Could the phone cables be causing this transmit problem?

thanks - lyle
 
Rainier - Sorry if I am hijacking this thread, hope I can ask a follow up question on your first point.

I have been having transmit problems with a V6 radio and discovered the phone cables are shielded 2 wire cable using the shield to conduct the ground in violation of your direction. The mic cables are 3 wire shielded cable, no problem there.

The symptom is high levels of static (to the point the transmission is unintelligible) when transmitting on ~125MHz to 127MHz. The transmission is clean on other frequencies. Reception is clean on all frequencies.

Could the phone cables be causing this transmit problem?

thanks - lyle

Can't help on a cause, but have a remediation idea. If you have access to the back of the intercom, you can swap the cables. Use the 3 cond for the phones (L, R, lo) and the 2 conductor for the mic (mic hi, mic lo). This will get the hi and lo signals inside the shield. If you wired and use PTT in the mic circuit, this wire can be run separately; It does not need to be shielded. Most RV's have no need for PTT access via the mic jack.

If RS-232 connectors with removeable pins were used, this should be straight forward (will need a pin extractor tool). If they were solder cup connectors, that is a tougher job.

Larry
 
Last edited:
Rainier - Sorry if I am hijacking this thread, hope I can ask a follow up question on your first point.

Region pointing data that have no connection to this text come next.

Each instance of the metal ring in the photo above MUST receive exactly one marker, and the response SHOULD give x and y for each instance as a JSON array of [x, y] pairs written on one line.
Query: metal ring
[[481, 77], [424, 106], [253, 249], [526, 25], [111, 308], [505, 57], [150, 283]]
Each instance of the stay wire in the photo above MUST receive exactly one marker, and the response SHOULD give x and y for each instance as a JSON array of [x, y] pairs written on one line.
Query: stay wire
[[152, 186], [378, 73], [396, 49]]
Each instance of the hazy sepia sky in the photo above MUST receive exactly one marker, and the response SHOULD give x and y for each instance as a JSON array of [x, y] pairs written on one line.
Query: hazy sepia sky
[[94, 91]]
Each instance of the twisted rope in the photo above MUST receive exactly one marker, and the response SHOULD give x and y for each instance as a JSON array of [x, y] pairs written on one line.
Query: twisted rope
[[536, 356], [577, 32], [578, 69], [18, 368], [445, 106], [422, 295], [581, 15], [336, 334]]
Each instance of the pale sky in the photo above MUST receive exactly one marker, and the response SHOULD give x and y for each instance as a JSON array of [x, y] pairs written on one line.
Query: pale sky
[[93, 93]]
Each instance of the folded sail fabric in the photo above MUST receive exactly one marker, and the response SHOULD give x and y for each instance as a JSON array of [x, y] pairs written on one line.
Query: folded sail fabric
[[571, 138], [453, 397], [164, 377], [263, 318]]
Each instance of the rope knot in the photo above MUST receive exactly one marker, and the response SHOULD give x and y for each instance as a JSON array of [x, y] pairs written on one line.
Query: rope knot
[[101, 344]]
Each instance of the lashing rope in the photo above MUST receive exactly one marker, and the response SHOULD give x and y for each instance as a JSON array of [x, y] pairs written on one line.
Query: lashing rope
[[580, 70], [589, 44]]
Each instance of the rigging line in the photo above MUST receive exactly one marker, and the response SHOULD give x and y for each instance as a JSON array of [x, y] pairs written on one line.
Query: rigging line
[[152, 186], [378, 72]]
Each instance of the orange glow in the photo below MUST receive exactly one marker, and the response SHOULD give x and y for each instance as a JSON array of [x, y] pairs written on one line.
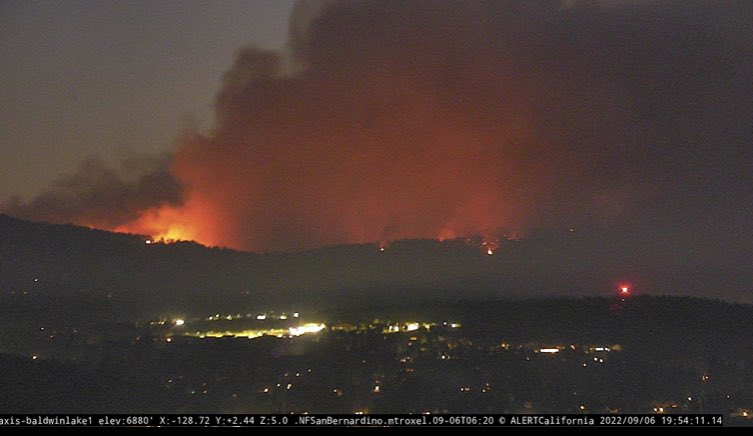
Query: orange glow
[[169, 224], [624, 290]]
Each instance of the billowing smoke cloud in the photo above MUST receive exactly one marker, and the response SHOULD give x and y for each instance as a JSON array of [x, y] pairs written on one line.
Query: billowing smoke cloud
[[98, 195], [399, 119]]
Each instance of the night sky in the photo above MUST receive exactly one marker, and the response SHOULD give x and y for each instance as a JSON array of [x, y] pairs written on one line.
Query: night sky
[[383, 120], [113, 79]]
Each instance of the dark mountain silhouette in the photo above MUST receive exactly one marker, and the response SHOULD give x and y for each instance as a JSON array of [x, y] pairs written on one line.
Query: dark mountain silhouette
[[136, 278]]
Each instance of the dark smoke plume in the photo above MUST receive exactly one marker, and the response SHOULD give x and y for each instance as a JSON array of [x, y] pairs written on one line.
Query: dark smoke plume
[[399, 119]]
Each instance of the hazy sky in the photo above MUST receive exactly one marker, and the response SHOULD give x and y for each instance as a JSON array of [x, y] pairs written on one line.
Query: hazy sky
[[113, 78]]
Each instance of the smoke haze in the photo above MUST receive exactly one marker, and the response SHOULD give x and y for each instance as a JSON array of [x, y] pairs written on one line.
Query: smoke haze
[[389, 119]]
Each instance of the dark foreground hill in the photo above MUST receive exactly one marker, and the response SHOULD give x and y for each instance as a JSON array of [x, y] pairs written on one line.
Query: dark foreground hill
[[124, 274]]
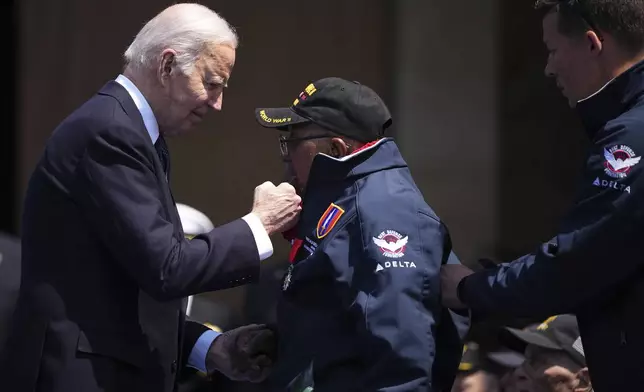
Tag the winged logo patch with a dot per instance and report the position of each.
(619, 161)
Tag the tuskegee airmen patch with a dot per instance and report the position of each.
(330, 217)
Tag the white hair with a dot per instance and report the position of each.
(187, 28)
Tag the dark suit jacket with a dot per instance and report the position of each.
(105, 263)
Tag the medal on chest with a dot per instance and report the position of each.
(287, 279)
(295, 247)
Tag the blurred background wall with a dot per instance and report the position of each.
(492, 145)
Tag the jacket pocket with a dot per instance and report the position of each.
(115, 348)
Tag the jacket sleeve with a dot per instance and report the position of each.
(119, 194)
(599, 247)
(397, 303)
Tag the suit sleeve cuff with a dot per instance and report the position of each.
(262, 240)
(197, 358)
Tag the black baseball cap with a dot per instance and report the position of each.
(556, 333)
(345, 107)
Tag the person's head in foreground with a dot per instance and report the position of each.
(331, 116)
(555, 360)
(590, 42)
(181, 61)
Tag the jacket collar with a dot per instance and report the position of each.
(612, 100)
(118, 92)
(382, 155)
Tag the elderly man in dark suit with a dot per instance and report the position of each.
(9, 281)
(106, 267)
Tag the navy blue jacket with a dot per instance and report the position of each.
(361, 307)
(594, 267)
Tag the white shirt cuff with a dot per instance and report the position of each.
(263, 241)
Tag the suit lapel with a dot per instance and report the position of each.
(159, 320)
(118, 92)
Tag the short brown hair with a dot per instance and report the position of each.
(622, 19)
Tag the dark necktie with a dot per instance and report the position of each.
(164, 155)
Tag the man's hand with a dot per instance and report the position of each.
(277, 207)
(451, 275)
(243, 354)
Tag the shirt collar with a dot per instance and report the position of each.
(142, 104)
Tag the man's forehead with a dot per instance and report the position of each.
(219, 60)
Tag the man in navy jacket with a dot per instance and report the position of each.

I have been having transmit problems with a V6 radio and discovered the phone cables are shielded 2 wire cable using the shield to conduct the ground in violation of your direction. The mic cables are 3 wire shielded cable, no problem there.

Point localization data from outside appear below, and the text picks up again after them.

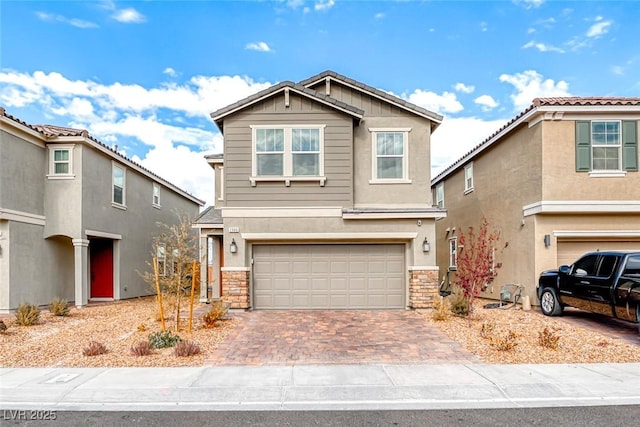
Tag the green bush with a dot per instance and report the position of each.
(163, 339)
(94, 348)
(59, 307)
(143, 348)
(458, 303)
(186, 348)
(27, 314)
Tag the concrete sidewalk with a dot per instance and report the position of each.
(319, 387)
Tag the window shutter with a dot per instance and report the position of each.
(583, 146)
(630, 145)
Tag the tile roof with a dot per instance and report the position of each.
(53, 131)
(573, 101)
(221, 113)
(380, 93)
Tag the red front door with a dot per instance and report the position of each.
(101, 268)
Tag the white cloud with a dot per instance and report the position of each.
(599, 29)
(170, 72)
(322, 5)
(530, 84)
(258, 46)
(125, 113)
(529, 4)
(445, 103)
(74, 22)
(543, 47)
(486, 102)
(461, 87)
(128, 16)
(455, 137)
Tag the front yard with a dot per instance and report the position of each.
(495, 335)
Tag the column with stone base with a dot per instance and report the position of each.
(423, 287)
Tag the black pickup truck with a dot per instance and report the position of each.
(602, 282)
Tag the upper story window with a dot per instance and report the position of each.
(440, 195)
(468, 178)
(118, 180)
(288, 152)
(390, 155)
(156, 195)
(60, 162)
(453, 253)
(606, 147)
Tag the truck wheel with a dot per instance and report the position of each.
(549, 304)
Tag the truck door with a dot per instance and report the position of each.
(574, 286)
(600, 286)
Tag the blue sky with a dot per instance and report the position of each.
(146, 74)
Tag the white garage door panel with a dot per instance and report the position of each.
(328, 276)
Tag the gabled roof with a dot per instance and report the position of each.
(219, 115)
(49, 134)
(376, 93)
(540, 106)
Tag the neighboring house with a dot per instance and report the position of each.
(323, 199)
(558, 180)
(76, 217)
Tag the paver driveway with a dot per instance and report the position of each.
(336, 337)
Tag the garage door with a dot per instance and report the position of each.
(570, 251)
(328, 276)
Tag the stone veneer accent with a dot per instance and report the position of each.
(235, 288)
(423, 288)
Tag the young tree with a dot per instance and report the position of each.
(174, 249)
(476, 260)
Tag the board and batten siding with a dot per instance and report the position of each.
(338, 156)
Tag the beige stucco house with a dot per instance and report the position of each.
(323, 200)
(76, 217)
(559, 179)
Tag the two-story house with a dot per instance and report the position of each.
(76, 217)
(558, 180)
(323, 199)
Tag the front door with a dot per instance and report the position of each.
(101, 268)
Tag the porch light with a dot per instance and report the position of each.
(426, 247)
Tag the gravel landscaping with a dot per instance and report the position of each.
(59, 341)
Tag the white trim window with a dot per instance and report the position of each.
(468, 178)
(118, 181)
(606, 146)
(60, 162)
(156, 195)
(390, 159)
(161, 259)
(288, 151)
(440, 195)
(453, 253)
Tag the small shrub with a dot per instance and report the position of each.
(487, 329)
(506, 342)
(94, 348)
(186, 348)
(218, 310)
(459, 303)
(440, 310)
(163, 339)
(143, 348)
(27, 314)
(548, 339)
(59, 307)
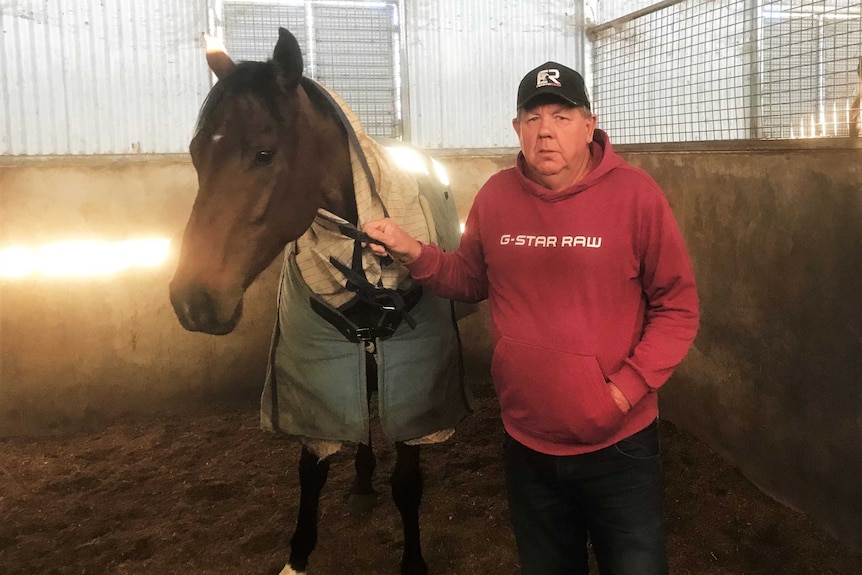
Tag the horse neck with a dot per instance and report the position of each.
(337, 182)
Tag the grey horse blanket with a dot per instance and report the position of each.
(316, 381)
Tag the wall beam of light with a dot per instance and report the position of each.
(80, 259)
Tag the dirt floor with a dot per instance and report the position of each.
(214, 495)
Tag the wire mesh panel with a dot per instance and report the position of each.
(350, 47)
(728, 69)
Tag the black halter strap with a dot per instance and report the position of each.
(387, 299)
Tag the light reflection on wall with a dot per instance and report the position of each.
(82, 258)
(824, 124)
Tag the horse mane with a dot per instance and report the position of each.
(257, 80)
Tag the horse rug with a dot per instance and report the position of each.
(315, 385)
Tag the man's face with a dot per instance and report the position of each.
(555, 141)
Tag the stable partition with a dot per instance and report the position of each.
(772, 381)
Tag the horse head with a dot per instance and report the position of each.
(268, 155)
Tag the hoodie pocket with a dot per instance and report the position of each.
(554, 395)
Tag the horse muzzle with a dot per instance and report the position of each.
(198, 310)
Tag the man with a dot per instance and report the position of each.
(593, 304)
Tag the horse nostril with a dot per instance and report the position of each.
(198, 310)
(202, 310)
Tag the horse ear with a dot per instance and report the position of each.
(287, 57)
(217, 59)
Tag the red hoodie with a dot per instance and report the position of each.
(587, 285)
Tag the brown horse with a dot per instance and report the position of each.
(271, 153)
(855, 120)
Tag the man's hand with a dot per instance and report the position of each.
(619, 398)
(398, 243)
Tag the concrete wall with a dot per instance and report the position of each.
(774, 378)
(80, 353)
(772, 381)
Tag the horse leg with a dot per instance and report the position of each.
(406, 483)
(365, 461)
(312, 477)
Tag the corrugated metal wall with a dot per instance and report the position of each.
(466, 58)
(128, 76)
(90, 76)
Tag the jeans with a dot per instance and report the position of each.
(612, 496)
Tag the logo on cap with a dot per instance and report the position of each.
(550, 77)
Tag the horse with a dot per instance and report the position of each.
(855, 121)
(277, 158)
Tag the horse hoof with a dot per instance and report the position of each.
(288, 570)
(414, 567)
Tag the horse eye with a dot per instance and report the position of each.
(264, 157)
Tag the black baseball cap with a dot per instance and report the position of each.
(556, 79)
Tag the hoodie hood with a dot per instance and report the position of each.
(604, 160)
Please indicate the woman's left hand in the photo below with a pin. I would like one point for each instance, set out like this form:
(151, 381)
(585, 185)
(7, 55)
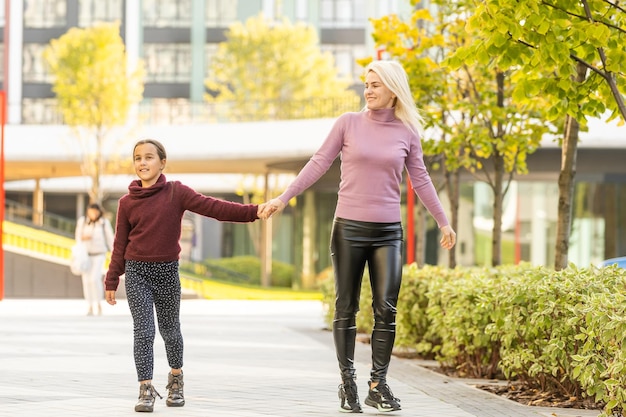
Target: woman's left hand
(448, 238)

The symptom is high levels of static (to the point the transmission is unintelligible) when transmitting on ~125MHz to 127MHz. The transmission is clean on other frequencies. Reception is clean on all frequencies.

Could the phone cables be causing this transmit problem?

thanks - lyle

The headphone side is not sensitive to interference and very tolerant so likely not the issue (bit not completely impossible).

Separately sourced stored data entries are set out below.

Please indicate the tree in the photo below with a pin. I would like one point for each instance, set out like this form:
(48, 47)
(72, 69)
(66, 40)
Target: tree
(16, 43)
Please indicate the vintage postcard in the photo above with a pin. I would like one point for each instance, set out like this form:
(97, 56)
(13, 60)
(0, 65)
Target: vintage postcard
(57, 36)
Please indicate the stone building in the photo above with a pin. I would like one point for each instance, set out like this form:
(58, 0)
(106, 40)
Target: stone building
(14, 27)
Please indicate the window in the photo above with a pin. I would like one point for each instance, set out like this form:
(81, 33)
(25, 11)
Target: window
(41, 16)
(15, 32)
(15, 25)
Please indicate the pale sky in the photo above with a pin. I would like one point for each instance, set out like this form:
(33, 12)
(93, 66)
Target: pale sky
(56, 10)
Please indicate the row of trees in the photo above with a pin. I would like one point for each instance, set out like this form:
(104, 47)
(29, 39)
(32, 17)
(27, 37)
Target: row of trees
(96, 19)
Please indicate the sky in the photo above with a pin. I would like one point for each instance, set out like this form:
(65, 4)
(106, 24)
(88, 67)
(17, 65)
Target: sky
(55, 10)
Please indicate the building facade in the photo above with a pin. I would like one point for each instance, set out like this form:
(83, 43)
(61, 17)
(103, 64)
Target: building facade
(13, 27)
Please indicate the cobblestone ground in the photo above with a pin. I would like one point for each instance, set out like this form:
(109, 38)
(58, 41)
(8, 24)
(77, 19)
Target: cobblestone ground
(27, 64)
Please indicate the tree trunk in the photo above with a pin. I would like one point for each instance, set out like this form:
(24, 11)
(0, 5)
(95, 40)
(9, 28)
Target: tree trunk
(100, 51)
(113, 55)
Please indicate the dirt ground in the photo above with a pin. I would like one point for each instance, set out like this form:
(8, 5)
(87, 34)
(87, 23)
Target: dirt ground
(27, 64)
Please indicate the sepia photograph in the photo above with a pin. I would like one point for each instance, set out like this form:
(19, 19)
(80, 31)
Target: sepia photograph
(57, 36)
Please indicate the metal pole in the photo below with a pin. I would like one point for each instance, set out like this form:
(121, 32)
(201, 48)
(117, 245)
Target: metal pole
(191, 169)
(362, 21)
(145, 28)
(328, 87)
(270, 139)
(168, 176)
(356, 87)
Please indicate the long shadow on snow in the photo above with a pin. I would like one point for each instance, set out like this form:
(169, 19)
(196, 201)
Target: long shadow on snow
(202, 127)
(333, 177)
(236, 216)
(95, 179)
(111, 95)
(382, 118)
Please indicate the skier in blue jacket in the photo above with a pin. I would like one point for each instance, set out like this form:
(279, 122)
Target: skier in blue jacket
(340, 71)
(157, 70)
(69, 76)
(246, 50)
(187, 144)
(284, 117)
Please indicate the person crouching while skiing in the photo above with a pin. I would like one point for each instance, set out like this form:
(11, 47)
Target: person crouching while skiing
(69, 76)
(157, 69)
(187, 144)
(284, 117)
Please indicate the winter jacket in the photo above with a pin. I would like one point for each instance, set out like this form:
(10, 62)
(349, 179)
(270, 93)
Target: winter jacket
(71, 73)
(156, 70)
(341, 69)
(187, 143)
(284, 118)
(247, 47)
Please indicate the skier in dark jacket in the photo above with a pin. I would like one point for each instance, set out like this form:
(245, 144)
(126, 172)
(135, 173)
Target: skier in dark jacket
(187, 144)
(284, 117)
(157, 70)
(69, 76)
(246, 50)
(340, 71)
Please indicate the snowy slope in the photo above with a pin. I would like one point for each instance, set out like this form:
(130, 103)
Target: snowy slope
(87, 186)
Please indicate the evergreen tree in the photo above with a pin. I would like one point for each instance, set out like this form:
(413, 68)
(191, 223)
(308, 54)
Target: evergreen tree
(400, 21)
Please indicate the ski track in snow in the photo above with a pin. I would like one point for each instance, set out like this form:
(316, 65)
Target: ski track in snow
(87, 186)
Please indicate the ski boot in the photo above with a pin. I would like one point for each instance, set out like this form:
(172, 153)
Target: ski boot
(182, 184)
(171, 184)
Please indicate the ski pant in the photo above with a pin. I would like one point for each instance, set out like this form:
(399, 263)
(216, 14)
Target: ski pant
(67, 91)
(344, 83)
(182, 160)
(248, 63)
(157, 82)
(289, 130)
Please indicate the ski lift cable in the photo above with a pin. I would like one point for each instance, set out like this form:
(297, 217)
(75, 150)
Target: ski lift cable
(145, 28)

If things vary with frequency that usually is a solid hint that something is resonating as antenna which is connected to the radio somewhere in a way it should not be.
In most cases in my experience such issues are caused by one or more of the following:

a) Bad antenna tune (bad SWR). This tends to be very frequency dependent. Reflected energy from the antenna tends to contaminate the radio grounds with RF and this can leak into the audio circuits - in bad cases causing havoc.
This can be caused by the antenna itself, the cable (damage, sharp tuns (kinks) in the cable, incorrect cable) or bad terminations in connectors.

b) Direct radiation from antenna into headsets, active parts of ANR headsets or the microphone amplifiers inside headsets or into the headset cables (some types tend to have poor or even no screening at all). This is affected by distance to the antenna and the antenna radiation pattern.

c) RF coupling into the aircraft ground. In this case we have an innocent ground cable or structure connection somewhere that happens to form a loop (both ends connected to ground and there is considerable physical area inside the loop). If the loop happens to have the right dimensions (related to the wavelength of the transmitted signal) it acts pretty much as a secondary winding of a transformer and induces a low impedance RF power source into the ground. Now, depending on how that power travels and where it goes - it can again affect your radio. This one also often causes problems with other electronics (a typical one would be for example changing the altitude readout on an EFIS). Bad SWR can do similar though.

Radios are becoming more powerful and manufacturers are getting good at controlling signal modulation so the carrier wave tends to be well modulated. While this is good it unfortunately reveals any radio installation issues much easier.

Finding the causes usually is done by trail and error (using educated guesses and a SWR meter). Ferrites made to be effective at VHF frequencies can be used to prevent or at least suppress RF signals traveling on wires. While I don't like to use them (it feels like one is not fixing the root cause) - they can be helpful.